ワイルドで行こう

 英児はなんでもすっぱりしているはずだから、何度も着信を残すような連絡をするぐらいなら、たった一度の連絡で。でも、そのたった一度できっちり伝える。そんな気がする『たった一件の着信』。それに伝言も短い。でも琴子は『心配するな。また連絡する』の一言だけで締め付けられていた胸が、ふわっと緩んだ気がした。
 ――ごめんな。ほんとうに、ごめんな。
 たった一言。それをもう一度再生して、琴子はひとり頷いた。そこに彼がいるかのように、頷いた。
 それだけで。昨夜の嫌なことが少しだけ薄れていくような気がした。
 ――心配するな。また連絡をする。
 短い伝言。彼らしい……。
 でもそれだけで、離れていても繋がっているように感じられた。
 やっと、隣の空気が暖まってきたように思えた……。
 電話を返したいけれど。『一筋縄ではいかない』と言っていた。まだ、千絵里さんと向き合っている最中。そこへ琴子が連絡をしたら……。

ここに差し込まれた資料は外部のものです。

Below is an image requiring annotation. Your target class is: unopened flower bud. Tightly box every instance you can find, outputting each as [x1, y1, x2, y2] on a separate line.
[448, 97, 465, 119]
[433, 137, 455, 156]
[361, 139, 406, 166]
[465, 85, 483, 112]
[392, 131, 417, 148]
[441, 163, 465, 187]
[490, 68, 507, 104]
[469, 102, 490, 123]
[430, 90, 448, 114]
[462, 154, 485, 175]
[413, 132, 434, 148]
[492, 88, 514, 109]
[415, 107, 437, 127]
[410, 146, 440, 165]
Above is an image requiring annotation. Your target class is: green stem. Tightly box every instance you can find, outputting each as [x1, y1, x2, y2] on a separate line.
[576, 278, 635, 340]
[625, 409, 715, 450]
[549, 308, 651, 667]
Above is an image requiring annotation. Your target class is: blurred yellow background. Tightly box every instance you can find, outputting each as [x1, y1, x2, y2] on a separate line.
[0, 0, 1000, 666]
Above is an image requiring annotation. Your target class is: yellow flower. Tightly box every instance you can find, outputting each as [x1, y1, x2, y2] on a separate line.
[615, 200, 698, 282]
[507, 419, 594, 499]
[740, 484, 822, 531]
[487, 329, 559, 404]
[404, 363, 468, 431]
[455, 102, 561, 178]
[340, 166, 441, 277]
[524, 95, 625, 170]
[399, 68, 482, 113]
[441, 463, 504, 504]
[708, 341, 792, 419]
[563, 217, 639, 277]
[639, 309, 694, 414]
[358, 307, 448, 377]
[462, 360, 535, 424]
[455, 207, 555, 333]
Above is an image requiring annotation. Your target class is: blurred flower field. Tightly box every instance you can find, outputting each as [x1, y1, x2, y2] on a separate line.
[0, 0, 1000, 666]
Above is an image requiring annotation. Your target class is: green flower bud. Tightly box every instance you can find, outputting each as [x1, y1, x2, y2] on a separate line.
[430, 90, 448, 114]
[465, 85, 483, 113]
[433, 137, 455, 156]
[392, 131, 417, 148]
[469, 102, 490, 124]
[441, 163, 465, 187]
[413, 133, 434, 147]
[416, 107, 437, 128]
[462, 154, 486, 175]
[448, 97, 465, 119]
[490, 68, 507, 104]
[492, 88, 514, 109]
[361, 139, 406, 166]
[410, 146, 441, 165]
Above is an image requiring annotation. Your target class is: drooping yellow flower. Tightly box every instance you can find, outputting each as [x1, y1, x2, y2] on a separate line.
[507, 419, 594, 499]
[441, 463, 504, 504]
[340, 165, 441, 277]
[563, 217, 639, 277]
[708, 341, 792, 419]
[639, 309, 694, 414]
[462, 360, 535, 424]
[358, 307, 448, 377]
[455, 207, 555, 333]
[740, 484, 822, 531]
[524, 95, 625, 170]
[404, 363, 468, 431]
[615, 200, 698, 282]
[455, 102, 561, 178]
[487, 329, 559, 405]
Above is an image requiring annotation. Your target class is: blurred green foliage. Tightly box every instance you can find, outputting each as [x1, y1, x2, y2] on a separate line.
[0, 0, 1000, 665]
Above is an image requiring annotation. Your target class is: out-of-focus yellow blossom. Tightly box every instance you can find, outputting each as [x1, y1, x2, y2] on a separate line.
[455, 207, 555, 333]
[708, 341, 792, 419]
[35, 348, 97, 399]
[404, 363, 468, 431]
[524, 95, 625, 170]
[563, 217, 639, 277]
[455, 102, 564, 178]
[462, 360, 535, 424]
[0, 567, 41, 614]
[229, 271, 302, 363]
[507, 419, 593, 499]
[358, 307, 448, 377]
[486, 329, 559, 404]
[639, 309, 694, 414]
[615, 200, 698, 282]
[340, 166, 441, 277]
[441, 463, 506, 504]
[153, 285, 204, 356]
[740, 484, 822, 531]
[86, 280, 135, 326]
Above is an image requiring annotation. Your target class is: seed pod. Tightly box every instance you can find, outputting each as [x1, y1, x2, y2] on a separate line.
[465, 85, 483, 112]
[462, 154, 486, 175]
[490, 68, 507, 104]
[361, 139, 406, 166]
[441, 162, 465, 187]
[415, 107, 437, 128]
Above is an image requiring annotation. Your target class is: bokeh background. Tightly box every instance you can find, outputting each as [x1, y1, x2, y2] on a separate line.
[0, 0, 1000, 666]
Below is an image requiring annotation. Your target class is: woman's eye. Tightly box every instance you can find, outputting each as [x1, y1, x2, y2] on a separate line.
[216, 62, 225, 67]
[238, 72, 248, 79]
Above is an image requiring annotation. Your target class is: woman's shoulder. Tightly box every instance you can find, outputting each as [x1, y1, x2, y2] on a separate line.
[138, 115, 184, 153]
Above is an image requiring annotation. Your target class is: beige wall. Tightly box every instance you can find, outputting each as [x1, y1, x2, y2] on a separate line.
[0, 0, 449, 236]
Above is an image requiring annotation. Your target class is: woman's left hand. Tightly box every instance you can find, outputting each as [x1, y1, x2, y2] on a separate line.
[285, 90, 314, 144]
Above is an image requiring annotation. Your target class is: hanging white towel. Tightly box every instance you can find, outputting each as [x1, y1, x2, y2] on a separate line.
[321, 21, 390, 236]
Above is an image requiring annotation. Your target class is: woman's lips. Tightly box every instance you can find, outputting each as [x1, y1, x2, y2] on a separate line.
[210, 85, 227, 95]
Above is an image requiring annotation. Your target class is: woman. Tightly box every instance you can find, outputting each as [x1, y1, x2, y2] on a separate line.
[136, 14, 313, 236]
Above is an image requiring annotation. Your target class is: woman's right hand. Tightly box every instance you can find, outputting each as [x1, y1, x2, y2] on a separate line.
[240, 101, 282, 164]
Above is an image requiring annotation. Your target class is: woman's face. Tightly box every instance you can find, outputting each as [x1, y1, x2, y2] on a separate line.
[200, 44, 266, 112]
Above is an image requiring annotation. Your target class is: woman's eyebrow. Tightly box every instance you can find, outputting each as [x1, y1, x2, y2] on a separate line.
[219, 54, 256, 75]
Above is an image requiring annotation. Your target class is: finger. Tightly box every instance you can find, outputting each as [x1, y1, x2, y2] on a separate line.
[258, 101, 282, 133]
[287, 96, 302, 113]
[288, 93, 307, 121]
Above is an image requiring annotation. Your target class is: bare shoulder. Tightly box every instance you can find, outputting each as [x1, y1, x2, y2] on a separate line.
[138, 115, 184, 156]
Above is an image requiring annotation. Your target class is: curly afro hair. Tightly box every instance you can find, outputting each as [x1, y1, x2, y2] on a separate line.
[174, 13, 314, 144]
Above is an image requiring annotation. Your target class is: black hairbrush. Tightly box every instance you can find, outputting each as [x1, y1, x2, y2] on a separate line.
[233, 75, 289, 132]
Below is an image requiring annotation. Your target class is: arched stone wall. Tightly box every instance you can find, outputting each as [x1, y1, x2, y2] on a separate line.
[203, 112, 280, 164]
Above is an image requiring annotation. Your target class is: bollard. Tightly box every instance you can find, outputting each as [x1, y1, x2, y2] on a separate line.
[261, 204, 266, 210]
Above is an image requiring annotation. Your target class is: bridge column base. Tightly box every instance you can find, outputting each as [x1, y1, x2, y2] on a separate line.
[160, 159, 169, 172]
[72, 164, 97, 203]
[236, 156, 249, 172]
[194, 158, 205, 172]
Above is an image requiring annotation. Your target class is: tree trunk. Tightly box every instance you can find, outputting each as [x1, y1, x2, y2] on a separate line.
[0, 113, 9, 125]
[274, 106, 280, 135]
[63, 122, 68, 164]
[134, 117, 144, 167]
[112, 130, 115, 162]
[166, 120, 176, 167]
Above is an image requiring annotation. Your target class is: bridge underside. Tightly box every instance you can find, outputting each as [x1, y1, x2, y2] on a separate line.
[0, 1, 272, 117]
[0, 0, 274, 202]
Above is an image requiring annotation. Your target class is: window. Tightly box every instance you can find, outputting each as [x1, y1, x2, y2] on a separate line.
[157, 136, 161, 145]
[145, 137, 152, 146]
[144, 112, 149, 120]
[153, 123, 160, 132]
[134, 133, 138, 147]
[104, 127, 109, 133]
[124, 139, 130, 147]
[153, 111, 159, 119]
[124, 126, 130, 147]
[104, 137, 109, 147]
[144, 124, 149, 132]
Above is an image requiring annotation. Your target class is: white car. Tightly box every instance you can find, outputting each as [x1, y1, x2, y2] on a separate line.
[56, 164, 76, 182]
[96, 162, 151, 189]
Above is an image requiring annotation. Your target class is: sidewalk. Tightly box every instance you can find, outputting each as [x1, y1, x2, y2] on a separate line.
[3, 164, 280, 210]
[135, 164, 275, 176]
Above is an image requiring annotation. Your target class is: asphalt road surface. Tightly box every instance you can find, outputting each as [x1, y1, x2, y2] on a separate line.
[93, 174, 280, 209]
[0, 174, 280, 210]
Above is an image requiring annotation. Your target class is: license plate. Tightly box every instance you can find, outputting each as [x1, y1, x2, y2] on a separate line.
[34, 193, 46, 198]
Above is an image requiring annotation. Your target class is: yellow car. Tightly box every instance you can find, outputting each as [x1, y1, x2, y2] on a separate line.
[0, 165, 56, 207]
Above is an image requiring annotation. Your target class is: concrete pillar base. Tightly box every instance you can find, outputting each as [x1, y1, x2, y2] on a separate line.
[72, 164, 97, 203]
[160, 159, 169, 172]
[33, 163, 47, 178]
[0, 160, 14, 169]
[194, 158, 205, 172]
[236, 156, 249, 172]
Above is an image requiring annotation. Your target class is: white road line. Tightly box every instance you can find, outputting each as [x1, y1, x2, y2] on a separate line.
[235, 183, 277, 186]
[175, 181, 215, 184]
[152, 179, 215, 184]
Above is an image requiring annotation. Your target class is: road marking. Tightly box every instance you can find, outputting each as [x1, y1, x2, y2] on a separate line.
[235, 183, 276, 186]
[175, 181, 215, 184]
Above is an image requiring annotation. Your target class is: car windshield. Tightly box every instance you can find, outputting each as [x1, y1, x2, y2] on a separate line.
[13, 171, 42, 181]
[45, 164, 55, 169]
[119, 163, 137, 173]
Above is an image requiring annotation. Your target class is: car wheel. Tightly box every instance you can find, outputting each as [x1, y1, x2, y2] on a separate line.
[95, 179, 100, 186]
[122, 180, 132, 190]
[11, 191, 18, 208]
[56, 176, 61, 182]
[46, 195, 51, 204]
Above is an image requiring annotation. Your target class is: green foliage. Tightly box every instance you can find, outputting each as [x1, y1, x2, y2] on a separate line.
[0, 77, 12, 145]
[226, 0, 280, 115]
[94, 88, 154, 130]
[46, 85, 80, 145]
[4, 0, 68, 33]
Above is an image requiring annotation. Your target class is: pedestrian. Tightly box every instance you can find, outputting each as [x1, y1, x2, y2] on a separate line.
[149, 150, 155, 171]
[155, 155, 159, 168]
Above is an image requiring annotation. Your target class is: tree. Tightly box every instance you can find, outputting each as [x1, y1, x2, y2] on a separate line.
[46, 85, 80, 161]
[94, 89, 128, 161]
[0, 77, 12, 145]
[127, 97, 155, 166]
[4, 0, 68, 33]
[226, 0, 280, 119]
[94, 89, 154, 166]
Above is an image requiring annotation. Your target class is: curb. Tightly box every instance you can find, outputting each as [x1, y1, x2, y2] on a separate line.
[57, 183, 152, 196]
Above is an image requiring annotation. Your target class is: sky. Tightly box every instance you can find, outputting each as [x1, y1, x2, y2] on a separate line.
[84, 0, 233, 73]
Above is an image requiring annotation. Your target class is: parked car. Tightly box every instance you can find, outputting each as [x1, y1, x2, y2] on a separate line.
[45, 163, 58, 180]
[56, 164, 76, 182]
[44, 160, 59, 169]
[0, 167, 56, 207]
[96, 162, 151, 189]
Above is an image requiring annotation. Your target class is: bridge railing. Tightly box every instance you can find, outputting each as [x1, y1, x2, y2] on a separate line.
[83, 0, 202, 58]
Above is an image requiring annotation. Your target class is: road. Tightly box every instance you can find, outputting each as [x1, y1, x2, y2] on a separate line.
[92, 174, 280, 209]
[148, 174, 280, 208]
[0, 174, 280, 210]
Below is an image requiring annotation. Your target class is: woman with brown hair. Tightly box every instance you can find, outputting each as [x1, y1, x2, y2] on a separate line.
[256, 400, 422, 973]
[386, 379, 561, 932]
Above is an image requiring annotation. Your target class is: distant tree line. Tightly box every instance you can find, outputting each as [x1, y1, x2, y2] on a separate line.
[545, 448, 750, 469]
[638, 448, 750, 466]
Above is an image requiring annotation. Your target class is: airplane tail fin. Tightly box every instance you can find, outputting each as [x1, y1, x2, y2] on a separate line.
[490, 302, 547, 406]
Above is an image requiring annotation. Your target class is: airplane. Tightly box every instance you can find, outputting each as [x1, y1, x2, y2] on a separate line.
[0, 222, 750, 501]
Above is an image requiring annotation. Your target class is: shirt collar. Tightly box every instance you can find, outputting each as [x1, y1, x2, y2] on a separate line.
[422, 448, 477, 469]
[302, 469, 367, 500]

 なんでだろう。まるで自分が彼を寝取った愛人みたいな……。でも琴子はその悔しさを、『後に愛された女』の悔しさをかみしめ、何とか堪えた。
 大丈夫、私も。待っている。
 もう一度言いたかった……。
 置いてきて、ごめんね。傍にいられなくて。許して。嘘を言ったこと。
 そう伝言に残したい。
 だけれど。やはりいまはそっとしておくのがいい気がした。
 鍵を使って侵入してきたほどの女性。触ればまた何が起きるか恐ろしくて……。
 雷の音が真上で響く。いま、どしゃぶりの中にいる、私たち。でも隣は暖かい。
 そっとそっと思い出す。夕立の彼の匂いを――。
 
 予想通り、夕方になると雨が止み、雷鳴は遠のき、雲間から夏の光が差し込んできた。
 庭の木に止まった蝉がまた鳴き始め、徐々に外は晴天の活気を取り戻す。
 その時には琴子はもう。机の上にあるパソコンを立ち上げ、あるものを調べることに没頭していた。
 ――決めた。英児が頑張っている間。私も頑張ろう。
「お母さん、雨あがったでしょう。送り火を焚こう」
 琴子から声をかける。母のほっとした顔に、琴子も微笑む。
 そして。厳かながらも賑やかに飾られた盆棚にある父の遺影にも。
 もう二度と。あんな落ち込んだ暗い日々に戻りたくない。
 お父さん。彼のお陰でせっかく立ち直ったから。お母さんと元気にやっていくからね。
 だから。安心して帰っていいよ。また来年。